Head lice and nits can be killed following exposure to temperatures over 130 degrees fahrenheit for five minutes or longer.
Wash clothing, bedding and headwear used or worn by someone with an infestation up to two days before treatment. The hottest cycle possible should be used. Any items which can’t be laundered at high temperatures should be sealed in polythene for two weeks.
Soak hair brushes, combs and hair ornaments in water at a temperature above 130 degrees fahrenheit, for at least five minutes. Items like soft toys or pillows can be placed in a dryer on its hottest setting for ten minutes or more.
Carpets and soft furnishings should be vacuumed to remove any lice or hairs that might still have viable nits attached. (17)
What are head lice? Head lice are very small parasitic insects which live in hair and feed off blood from the scalp.
What are the signs of head lice? The main symptom of a head lice infestation is an itchy scalp. A tickly feeling on the head, irritability and sleeplessness as a result of the itching can also be experienced.
How do you develop head lice? Head lice are caught from head to head contact. This is often the case with young children who play closely together in school or at home.

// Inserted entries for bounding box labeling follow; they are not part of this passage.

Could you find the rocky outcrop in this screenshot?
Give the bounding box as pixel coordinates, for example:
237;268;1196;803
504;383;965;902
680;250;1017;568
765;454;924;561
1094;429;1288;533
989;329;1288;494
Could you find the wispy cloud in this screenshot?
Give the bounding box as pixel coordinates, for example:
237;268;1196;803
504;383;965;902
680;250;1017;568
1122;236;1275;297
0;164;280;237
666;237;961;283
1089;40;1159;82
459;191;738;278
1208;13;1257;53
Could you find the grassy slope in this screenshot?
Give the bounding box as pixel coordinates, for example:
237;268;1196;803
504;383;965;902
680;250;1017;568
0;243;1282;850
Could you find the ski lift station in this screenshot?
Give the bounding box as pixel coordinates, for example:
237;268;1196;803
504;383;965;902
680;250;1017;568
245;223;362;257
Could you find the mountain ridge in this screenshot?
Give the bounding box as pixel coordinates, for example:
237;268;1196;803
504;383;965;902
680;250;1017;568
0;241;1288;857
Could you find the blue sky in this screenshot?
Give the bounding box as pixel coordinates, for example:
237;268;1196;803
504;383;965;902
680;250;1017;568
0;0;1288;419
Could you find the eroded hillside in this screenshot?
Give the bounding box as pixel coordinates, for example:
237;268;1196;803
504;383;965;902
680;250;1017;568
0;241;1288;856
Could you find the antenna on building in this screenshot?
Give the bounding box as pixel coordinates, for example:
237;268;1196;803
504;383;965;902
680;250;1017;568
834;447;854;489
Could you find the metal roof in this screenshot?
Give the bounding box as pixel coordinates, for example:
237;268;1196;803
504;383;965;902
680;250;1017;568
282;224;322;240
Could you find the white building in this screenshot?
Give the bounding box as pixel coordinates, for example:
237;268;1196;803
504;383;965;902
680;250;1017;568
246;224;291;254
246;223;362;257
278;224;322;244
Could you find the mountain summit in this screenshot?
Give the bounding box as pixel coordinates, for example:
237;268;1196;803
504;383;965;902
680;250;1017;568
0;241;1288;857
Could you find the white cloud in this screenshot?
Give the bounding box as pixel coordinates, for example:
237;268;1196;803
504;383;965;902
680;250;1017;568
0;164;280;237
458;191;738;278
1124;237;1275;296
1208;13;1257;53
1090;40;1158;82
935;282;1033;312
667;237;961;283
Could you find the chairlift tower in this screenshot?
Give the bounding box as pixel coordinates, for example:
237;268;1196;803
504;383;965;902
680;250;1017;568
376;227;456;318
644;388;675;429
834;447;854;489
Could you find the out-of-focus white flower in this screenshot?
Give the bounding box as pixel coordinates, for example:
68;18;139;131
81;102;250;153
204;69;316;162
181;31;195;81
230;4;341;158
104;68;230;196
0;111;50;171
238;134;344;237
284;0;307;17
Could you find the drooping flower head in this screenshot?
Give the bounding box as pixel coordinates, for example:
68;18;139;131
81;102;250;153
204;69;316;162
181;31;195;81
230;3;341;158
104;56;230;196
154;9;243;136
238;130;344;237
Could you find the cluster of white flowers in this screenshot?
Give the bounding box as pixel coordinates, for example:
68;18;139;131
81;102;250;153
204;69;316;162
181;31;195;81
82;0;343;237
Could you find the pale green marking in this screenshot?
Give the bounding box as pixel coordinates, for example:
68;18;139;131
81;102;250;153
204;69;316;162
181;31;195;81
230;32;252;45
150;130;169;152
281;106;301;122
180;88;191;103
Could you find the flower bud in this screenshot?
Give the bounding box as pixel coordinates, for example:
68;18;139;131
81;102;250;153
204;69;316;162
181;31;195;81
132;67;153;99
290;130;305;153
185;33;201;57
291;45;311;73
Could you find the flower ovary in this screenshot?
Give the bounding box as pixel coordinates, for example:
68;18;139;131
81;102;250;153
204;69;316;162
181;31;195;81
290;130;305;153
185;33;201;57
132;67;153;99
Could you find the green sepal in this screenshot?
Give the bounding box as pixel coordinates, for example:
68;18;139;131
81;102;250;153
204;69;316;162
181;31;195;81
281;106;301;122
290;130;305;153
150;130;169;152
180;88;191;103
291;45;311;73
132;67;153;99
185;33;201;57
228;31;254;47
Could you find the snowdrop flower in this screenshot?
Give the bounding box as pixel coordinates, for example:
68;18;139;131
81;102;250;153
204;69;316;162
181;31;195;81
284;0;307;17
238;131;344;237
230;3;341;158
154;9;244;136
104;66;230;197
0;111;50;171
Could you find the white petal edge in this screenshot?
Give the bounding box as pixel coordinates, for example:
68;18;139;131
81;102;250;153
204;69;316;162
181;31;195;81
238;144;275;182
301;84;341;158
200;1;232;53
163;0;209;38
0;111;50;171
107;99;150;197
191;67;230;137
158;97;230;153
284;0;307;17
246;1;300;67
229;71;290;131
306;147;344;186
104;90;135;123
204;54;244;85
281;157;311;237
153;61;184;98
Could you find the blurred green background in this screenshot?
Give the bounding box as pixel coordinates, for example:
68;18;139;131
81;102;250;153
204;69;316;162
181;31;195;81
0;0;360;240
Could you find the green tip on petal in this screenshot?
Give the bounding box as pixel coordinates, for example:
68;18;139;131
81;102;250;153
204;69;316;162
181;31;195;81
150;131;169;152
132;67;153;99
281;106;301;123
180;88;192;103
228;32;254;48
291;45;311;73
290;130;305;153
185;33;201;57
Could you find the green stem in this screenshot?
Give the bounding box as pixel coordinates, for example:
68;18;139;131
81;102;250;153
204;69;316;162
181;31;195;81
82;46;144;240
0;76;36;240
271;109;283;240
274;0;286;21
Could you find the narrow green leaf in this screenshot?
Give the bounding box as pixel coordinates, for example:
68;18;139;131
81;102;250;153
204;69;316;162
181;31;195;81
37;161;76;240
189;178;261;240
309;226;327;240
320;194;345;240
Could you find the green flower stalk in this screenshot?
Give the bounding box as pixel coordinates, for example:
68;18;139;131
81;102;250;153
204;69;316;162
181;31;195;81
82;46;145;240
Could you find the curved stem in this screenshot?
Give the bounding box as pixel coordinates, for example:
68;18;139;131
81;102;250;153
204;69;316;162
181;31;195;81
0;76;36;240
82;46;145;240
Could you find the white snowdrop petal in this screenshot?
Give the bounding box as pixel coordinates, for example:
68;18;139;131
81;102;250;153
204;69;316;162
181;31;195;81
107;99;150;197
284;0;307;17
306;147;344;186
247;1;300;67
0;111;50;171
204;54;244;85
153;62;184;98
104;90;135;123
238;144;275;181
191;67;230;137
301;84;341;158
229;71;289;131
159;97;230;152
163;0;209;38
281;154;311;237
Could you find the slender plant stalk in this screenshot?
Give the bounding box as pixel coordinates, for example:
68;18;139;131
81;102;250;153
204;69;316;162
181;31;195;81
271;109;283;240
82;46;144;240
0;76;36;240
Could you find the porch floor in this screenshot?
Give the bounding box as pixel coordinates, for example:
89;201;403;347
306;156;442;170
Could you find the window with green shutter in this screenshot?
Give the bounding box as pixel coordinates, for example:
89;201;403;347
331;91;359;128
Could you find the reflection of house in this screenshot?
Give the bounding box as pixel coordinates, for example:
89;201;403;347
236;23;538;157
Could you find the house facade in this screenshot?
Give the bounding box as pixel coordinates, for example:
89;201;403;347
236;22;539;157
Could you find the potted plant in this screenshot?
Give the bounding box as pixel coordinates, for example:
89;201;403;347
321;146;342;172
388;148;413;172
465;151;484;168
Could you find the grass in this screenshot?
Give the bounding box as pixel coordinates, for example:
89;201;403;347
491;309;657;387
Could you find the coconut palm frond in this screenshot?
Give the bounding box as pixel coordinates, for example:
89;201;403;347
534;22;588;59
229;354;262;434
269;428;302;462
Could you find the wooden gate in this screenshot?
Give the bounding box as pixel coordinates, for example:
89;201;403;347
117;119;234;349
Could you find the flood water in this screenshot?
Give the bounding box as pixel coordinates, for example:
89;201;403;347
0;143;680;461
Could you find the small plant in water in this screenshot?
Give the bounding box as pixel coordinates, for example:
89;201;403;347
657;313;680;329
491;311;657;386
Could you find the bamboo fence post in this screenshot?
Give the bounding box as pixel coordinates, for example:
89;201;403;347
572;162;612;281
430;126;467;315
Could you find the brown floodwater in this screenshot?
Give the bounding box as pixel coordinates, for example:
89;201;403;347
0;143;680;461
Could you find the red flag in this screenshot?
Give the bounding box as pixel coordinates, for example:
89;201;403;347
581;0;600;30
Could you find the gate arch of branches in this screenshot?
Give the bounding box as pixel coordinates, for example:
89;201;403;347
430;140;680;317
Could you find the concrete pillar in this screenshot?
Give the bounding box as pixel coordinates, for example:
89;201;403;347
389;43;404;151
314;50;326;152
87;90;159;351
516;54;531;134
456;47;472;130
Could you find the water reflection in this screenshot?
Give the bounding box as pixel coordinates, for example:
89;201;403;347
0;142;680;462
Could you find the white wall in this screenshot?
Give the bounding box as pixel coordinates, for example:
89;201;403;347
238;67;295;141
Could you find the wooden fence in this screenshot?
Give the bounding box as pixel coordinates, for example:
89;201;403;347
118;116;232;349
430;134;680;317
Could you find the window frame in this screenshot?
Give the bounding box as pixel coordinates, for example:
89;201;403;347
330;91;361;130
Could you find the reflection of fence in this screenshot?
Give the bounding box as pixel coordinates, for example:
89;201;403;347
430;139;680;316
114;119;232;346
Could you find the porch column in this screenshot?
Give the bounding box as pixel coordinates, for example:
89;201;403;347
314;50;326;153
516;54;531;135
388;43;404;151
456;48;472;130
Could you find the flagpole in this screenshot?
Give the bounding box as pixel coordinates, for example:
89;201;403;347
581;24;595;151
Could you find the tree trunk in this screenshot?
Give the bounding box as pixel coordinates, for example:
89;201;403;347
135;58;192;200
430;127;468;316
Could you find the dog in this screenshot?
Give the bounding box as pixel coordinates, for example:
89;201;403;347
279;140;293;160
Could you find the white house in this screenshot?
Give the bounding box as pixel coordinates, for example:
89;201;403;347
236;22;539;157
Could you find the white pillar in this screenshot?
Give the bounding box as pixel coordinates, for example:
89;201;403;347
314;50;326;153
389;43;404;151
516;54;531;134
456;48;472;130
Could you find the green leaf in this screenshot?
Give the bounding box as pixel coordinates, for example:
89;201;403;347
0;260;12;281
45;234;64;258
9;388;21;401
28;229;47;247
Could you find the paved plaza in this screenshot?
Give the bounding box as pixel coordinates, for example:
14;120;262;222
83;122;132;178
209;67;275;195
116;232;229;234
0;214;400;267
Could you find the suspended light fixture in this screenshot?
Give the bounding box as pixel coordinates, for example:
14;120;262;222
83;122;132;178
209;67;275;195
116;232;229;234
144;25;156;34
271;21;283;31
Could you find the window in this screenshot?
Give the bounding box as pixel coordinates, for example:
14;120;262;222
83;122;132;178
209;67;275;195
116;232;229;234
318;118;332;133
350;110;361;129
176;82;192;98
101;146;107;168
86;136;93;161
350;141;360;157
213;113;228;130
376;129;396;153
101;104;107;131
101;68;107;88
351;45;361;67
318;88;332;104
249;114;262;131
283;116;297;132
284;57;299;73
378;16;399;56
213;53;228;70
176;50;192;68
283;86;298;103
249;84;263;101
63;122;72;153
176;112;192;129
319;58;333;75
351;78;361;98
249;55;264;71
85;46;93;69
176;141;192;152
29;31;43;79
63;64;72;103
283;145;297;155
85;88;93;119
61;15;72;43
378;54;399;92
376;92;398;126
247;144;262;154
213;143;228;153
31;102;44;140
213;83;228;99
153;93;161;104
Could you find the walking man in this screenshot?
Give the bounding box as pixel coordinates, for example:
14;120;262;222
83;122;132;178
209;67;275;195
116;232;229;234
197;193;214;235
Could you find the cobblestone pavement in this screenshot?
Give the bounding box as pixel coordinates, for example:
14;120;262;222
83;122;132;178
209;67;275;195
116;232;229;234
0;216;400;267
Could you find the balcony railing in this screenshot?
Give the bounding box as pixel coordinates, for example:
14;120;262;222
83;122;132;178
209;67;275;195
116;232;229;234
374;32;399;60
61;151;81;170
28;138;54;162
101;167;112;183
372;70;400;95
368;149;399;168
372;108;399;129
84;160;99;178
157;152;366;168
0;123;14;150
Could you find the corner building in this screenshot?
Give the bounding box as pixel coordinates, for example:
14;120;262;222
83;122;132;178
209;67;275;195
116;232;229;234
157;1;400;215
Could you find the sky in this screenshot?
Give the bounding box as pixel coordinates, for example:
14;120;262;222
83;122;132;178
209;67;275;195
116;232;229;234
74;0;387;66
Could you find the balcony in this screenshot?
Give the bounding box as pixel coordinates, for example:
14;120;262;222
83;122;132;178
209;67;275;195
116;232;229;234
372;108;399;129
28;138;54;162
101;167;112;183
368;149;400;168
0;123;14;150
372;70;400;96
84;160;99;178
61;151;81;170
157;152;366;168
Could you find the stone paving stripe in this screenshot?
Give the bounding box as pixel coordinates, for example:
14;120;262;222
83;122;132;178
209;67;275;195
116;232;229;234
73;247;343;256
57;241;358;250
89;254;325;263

How are you diagnosed for head lice? Examination of the hair and scalp using a very fine toothed nit comb will reveal the presence of head lice. The eggs can be seen attached to the hair shaft, or adult lice seen moving around.
What is the best treatment for head lice? There are over the counter medications available to treat head lice. If these don’t work, then a doctor can advise and prescribe different treatments.
What are the long term complications of head lice? Head lice do not carry disease and can be successfully treated. Consequently, the long term prognosis is good.
Are head lice considered a disability? A few days off school or work might be necessary while treatment is ongoing. However, head lice are not considered a disability.
Is there a cure for head lice? Careful treatment will eradicate an infestation of head lice. It’s important to follow the directions on medication and complete follow-up treatment as necessary.
Are head lice life threatening? While this condition might be unpleasant, it is not life threatening.
Head lice are a parasitic infestation living in the hair and feed off blood from the scalp. When they bite, their saliva can cause an allergic reaction leading to itchiness.
This common complaint is prevalent in young children, and anyone who works with them. Close contact allows the lice to crawl from one head to another.
While unpleasant, the good news is this condition can be easily treated by over the counter medication or treatment prescribed by a doctor.